Review: Martyr! by Kaveh Akbar

My jaw is on the floor at how this has received such universal acclaim across every platform and major outlet in the country. This is one of the most annoying, frustrating, pretentious, amateurish books I have ever read. I could keep going with a long list of adjectives, but then I would be as overwrought as this book.

Martyr! is a book with a lot of ideas, most of which are explored with little or surface-level depth. The writing is stuffed with self-indulgent prose, similes, and metaphors, most of which are so mind-numbingly stupid that I can only assume the author’s editor was in a coma while this was being published. There are so many unnecessary details included in the writing that made me audibly shout “who cares!” so often that I now have a noise complaint filed against me.
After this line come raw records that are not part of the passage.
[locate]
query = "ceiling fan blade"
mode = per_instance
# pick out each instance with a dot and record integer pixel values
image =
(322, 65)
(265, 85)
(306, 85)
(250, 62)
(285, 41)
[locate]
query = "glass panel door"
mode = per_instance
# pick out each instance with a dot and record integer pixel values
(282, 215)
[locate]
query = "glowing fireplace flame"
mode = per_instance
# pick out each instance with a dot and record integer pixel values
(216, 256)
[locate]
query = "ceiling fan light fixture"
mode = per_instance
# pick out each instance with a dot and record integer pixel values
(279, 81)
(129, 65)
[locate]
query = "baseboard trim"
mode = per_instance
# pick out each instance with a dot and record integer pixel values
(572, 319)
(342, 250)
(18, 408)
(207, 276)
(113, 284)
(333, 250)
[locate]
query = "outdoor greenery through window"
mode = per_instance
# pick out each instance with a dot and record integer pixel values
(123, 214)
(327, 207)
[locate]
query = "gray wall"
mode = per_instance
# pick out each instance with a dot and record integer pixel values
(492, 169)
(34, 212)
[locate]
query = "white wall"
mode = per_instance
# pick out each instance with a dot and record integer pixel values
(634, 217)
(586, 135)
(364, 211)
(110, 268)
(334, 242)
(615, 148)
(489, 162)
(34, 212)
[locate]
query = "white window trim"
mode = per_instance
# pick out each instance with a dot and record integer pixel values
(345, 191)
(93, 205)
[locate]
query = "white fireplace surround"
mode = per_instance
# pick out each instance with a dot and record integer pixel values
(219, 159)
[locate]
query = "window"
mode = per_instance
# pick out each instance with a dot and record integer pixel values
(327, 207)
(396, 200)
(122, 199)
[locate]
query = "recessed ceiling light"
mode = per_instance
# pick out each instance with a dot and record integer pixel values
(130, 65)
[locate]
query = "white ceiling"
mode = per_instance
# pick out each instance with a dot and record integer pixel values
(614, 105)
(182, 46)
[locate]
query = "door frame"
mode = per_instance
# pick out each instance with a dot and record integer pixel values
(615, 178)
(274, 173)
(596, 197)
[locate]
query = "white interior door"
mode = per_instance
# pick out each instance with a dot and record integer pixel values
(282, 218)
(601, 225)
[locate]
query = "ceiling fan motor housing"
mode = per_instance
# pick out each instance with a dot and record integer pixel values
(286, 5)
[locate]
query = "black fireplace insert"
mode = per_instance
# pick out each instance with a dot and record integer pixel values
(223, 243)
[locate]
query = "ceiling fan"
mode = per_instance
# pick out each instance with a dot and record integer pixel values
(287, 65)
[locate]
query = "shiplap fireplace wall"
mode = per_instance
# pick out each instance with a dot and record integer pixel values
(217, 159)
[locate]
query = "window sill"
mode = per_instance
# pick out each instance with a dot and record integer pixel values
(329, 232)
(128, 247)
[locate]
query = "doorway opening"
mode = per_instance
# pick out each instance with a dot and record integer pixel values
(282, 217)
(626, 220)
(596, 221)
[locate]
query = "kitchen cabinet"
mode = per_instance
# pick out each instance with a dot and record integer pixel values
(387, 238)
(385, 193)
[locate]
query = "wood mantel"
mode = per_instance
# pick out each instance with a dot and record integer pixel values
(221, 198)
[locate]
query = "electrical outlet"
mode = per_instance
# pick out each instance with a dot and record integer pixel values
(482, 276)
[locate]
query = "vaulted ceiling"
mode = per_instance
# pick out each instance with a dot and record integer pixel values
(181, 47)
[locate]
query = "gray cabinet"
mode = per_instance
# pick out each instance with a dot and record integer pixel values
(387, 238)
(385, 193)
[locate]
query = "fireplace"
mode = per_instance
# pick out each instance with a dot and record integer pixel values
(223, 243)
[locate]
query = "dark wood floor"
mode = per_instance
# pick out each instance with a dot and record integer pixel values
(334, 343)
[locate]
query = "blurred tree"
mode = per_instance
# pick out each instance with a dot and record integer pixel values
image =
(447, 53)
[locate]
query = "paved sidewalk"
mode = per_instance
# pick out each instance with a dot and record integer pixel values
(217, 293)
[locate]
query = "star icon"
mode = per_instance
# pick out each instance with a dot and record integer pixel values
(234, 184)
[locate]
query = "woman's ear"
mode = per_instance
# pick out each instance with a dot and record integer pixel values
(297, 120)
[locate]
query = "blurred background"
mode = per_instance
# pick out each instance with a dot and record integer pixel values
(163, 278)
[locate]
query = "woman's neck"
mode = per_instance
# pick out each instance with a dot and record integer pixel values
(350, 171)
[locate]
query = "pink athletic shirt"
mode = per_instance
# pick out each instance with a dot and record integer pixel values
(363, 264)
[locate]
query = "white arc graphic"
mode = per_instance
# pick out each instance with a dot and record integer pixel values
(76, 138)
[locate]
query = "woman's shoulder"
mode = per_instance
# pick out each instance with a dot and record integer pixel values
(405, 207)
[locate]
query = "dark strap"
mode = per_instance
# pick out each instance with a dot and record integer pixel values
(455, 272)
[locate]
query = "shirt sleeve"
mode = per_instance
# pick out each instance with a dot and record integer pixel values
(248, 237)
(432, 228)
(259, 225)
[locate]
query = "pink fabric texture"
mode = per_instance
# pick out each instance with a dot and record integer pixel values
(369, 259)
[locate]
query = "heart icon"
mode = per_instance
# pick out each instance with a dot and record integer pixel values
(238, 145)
All of the characters sounded the same; even characters who are real people or well-defined preexisting characters use the same annoying pseudo-intellectual language as our protagonist and the narrator.

This was the most cliché, corny book I have read this year (and likely in the last few years). It’s like a draft from an ENGL Creative Writing 201 class came to life, escaped the halls of academia, and won the lottery to become one of the “it” books from the last year. I beg this author to return to writing poetry, the industry to stop awarding first-draft books that do the minimum to explore form, and the person who read the audiobook to return to performing in soap operas.